Bak air susu dibalas air tuba, presensi petani dan urgensi profesinya nampak tak selaras dengan perbandingan seberapa banyak kebutuhan pangan masyarakat Indonesia terhadap beras dan nasi.
Kehidupan petani terlihat masih belum menjadi bagian penting bagi warga masyarakat di dalam negeri, khususnya di daerah Kecamatan Jatinangor dan sekitarnya. Hal ini pun ternyata dirasakan oleh satu lingkup profesi lainnya yang sama-sama memproduksi bahan pangan di negeri ini, yakni peternak.
Sisi kehidupan petani dan peternak bagaikan dua sisi mata uang, sama-sama mengemban beban yang cukup berat, tanggung jawab yang berkaitan langsung dengan pangan, tetapi di sisi lain masih dianggap sebelah mata oleh khalayak umum.
Saat ditemui di kandangnya, salah seorang CEO dari Gerakan Peternak Muda yang kemudian di branding ulang dengan sebutan "Young Farmer Farm," Rizky Prasetiadi atau yang sering dipanggil akrab dengan Ikiw menjelaskan bahwa, sebanyak 90% dari peternak dan petani di masa kini itu sudah tidak termasuk dalam usia yang produktif.

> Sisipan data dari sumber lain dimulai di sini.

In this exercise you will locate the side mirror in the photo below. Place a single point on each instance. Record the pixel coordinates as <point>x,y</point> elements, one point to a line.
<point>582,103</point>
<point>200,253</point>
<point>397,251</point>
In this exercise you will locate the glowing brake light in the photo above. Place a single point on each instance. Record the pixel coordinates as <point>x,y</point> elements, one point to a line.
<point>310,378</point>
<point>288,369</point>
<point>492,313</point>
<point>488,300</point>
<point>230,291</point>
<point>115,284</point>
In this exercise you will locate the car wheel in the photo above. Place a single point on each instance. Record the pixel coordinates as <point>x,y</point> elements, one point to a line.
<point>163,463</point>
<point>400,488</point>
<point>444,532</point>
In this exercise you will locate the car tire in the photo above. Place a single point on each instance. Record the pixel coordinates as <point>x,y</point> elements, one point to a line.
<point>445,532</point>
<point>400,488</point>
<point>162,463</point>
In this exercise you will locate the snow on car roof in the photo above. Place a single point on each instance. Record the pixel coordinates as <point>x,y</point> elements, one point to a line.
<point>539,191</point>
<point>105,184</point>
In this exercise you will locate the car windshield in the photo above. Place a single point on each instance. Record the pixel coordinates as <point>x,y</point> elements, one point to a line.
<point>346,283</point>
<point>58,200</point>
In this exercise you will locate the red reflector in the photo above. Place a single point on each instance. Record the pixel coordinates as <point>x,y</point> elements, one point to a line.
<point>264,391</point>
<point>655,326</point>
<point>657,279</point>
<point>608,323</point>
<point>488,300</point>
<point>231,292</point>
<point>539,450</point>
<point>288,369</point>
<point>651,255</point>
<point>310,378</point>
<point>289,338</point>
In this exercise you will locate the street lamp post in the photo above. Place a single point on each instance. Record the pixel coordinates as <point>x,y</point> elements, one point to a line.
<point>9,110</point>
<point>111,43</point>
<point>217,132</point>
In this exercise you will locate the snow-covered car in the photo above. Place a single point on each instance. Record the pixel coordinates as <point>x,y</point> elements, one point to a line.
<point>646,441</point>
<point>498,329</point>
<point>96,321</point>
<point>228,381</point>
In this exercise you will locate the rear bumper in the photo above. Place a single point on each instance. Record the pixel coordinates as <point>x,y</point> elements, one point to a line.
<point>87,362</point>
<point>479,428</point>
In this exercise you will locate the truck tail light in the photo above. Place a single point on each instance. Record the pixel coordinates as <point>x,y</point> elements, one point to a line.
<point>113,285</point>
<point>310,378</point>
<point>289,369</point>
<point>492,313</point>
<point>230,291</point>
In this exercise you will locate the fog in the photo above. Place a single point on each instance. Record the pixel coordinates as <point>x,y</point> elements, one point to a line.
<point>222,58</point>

Hal ini kemudian menjadi inti dari permasalahan yang sering digaungkan, tak lain dan tak bukan adalah kurangnya inisiatif para pemuda untuk mengembangkan sisi regenerasi dan ketertarikan dari bidang pertanian serta peternakan.
Ikiw menambahkan, "Kalo dibilang semakin ditinggalkan, memang, iya. Karena stigma itu sudah melekat di dalam cakupan masyarakat, khususnya ya untuk peternak dan petani itu merupakan pekerjaan yang orang banyak mengira, masuk ke dalam kategori kelas ekonomi menengah ke bawah, gitu. Saya pernah mengalami langsung stigma yang seperti itu."
Walaupun Pemprov Jabar nyatanya sudah berusaha mengupayakan kinerjanya dalam pembentukan program "Petani Millenial," dan ikhtiar Ikiw dalam membangun rumah peternakan serta kandang domba di dekat wilayah Cileunyi dan Cibiru, Bandung, hal tersebut nyatanya masih dirasa "kurang nendang" untuk membuat masyarakat melek akan berkurangnya regenerasi petani dan peternak di era digital sekarang.
Dalam analisisnya, Ikiw sebagai pemilik rumah peternakan "Young Farmer Farm" ini mengakui jika stigma dalam profesinya cukup besar di awal-awal ia merintis usaha ini. Stigma yang diciptakan itu berasal dari asumsi masyarakat yang kebanyakan adalah orang-orang dari luar dunia pertanian dan peternakan. Mereka hanya bisa menduga-duga, tanpa mau berusaha untuk mengerti dan mencoba bidang ini.
Ikiw memaparkan jika stigma yang sering ia dengar semenjak ia berkuliah dan menekuni bidang peternakan di Fakultas Peternakan Universitas Padjadjaran semenjak tahun 2010 lalu, ia kerap kali mendengar orang-orang berasumsi bahwa khususnya bagi kalangan peternak dan petani itu pasti akan bekerja di lingkungan yang sifatnya bau, kumuh, dan kotor, tidak higienis dan tidak rapi pemeliharaannya.
Dari sana lah ia kemudian mulai gigih untuk membuktikan bahwa stigma tersebut tidak benar adanya. Strateginya demi menciptakan rumah peternakan "Young Farmer Farm," berlandaskan dengan nilai inovasi dan kreativitas, di mana peternak dan petani bisa menjadi pionir dan pahlawan kehidupan demi terciptanya ketahanan pangan dari segi produksi karbohidrat dan protein hewani.
Selain inovasi branding yang ia ciptakan ulang dengan mengemas kandang yang bersih, pakan yang berasal dari pertanian mandirinya (rumput-rumputan yang diolah dengan apik melalui proses yang panjang dan higienis bagi pakan hewan ternaknya), Ikiw optimis jika gerakan peternak dan petani muda ini bisa mulai disebarluaskan secara masif karena urgensinya jelas dan terarah.